Shipping a Microsoft 365 CLI: Signed Binaries, SBOMs, and the Bug That Hid for Four Months

Key takeaway

Shipping internal tools publicly is a trust problem, not a code problem - signed binaries and SBOMs matter more than features
The certificate authentication bug survived the entire build because it was never tested end-to-end against a live Entra ID tenant
Integration tests against real systems catch what unit tests miss, especially in credential-handling code

There is a moment in every project where the code is done but the project is not. cb365 hit that moment after shipping ten workloads. Fifty-eight commands across ten Microsoft 365 workloads. Forty-four safety rules hardcoded in Go. Eight agent skill playbooks. Ninety-three passing tests. All of it running inside a 23-agent AI operating system on my Azure VM, managing my calendar, tasks, mail, Planner boards, Teams messages, SharePoint sites, OneDrive files, and Loop workspaces.

But if I gave you the repository, you could not use it. Not because the code was bad, but because the code was incomplete without context. No getting started guide. No Entra app registration walkthrough. No pre-built binaries. No way to verify the binary you downloaded was the binary I built.

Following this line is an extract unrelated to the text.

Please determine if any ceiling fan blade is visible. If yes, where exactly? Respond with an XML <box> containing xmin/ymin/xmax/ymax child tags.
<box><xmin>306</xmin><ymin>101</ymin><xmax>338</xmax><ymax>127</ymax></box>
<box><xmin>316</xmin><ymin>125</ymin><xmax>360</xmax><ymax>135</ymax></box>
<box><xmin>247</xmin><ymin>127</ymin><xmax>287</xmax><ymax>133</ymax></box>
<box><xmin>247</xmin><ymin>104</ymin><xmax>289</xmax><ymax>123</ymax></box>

This is the work that makes cb365 usable by someone who is not me.

The Trust Problem#

When you build a tool that handles authentication tokens, the bar for going public is higher than "does it compile." The internal/auth/ module is 648 lines of Go that stores credentials in your operating system's keychain, falls back to AES-256-GCM encrypted files on headless Linux, and handles three distinct Microsoft Entra ID authentication flows. If any of those 648 lines has a bug, someone's Microsoft 365 tenant is exposed.

This is not hypothetical. During end-to-end validation, I found exactly such a bug.

The Certificate Auth Bug#

cb365 supports three authentication flows, shipped across the project:

Device-code flow was first. You run the command, it gives you a URL and a code, you authenticate in a browser. Simple, secure, and the user sees exactly what permissions they are granting. This has been live and verified against my Entra ID tenant since day one.

Client credentials came next. This is for unattended automation - scheduled agent jobs that run at 7am without human intervention. It uses a client secret stored encrypted in the OS keychain. This has been running continuously on my VM since the auth foundation shipped.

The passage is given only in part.